Oh well, I know I shouldn’t poke directly at people, but they deserve that sometimes (at least in my very personal opinion). Heck, I even gave 12h window for this not to be hot-headed opinion.
Those who followed MySQL at facebook development probably know how much we focus on actual performance on top of mixed-composition I/O devices (flashcache, etc) – not just retreating to comfortable zone of in-memory (or in-pure-flash) data.
I feel somewhat sad that I have to put this truism out here – disks are way more cost efficient, and if used properly can be used to facilitate way more long-term products, not just real time data. Think Wikipedia without history, think comments that disappear on old posts, together with old posts, think all 404s you hit on various articles you remember from the past and want to read.
Building the web that lasts is completely different task from what academia people imagine building the web is.
I already had this issue with other RDBMS pioneer (there’s something in common among top database luminaries) – he also suggested that disks are things of the past and now everything has to be in memory, because memory is cheap. And data can be whatever unordered clutter, because CPUs can sort it, because CPUs are cheap.
They probably missed Al Gore message. Throwing more and more hardware without fine tuning for actual operational efficiency requirements is wasteful and harms our planet. Yes, we do lots of in-memory efficiency work, so that we reduce our I/O, but at the same time we balance the workload so that I/O subsystem provides as efficient as possible delivery of the long tail.
What happens in real world if one gets 2x efficiency gain? Twice more data can be stored, twice more data intensive products can be launched.
What happens in academia of in-memory databases, if one gets 2x efficiency gain? A paper.
What happens when real world doesn’t read your papers anymore?
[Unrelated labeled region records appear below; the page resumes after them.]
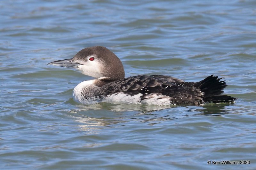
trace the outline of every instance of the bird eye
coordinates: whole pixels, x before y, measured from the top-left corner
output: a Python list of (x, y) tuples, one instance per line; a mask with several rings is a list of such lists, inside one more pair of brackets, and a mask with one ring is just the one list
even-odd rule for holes
[(93, 61), (94, 60), (94, 57), (91, 57), (89, 59), (89, 60), (90, 61)]

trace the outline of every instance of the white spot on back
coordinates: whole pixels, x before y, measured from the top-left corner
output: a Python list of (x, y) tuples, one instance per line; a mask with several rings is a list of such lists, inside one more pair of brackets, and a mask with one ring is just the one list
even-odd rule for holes
[(109, 95), (103, 101), (107, 102), (121, 102), (128, 103), (138, 104), (140, 103), (140, 97), (142, 95), (142, 93), (139, 93), (131, 96), (122, 92), (119, 92)]

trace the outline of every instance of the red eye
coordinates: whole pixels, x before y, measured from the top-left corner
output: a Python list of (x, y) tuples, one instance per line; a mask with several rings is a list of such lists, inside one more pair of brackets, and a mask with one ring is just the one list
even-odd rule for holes
[(91, 57), (89, 59), (89, 60), (90, 61), (93, 61), (94, 60), (94, 57)]

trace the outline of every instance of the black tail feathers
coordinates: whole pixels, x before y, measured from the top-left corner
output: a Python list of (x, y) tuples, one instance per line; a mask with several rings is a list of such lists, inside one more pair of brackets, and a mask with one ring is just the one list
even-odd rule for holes
[(212, 75), (196, 83), (194, 85), (204, 93), (203, 99), (205, 102), (234, 102), (236, 99), (235, 98), (227, 95), (220, 95), (224, 92), (222, 90), (227, 86), (225, 80), (220, 81), (222, 79), (218, 78), (218, 76), (213, 76)]
[(236, 99), (233, 97), (227, 95), (219, 95), (213, 96), (204, 98), (205, 102), (212, 102), (214, 103), (234, 103)]

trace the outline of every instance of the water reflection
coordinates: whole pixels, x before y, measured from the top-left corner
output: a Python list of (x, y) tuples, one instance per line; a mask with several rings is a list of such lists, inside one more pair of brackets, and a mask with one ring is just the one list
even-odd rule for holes
[(102, 102), (77, 105), (69, 112), (80, 123), (78, 126), (80, 130), (97, 134), (100, 129), (121, 126), (129, 122), (154, 125), (188, 116), (221, 115), (230, 113), (231, 108), (228, 107), (232, 106), (227, 104), (170, 107)]

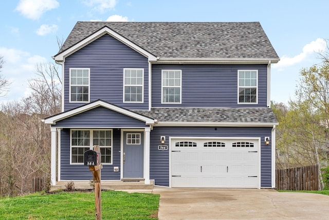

You troll everyone via GigaOM.
Though sure, there’s some operational overhead in handling sharding and availability of MySQL deployments, at large scale it becomes somewhat constant cost, whereas operational efficiency gains are linear.
Update: Quite a few people pointed out that I was dissing a person who has done incredible amount of contributions, or that I’m anti-academia. I’m not, and I extremely value any work that people do wherever they are, albeit I do apply critical thinking to whatever they speak.
In my text above (I don’t want to edit and hide what I said) I don’t mean that “a paper” is useless. Me and my colleagues do read papers and try to understand the direction of computer science and how it applies to our work (there are indeed various problems yet to solve). I’d love to come up with something worth a paper (and quite a few of my colleagues did).
Still, if someone does not find that direction useful, there’s no way to portray them the way the original GigaOM article did.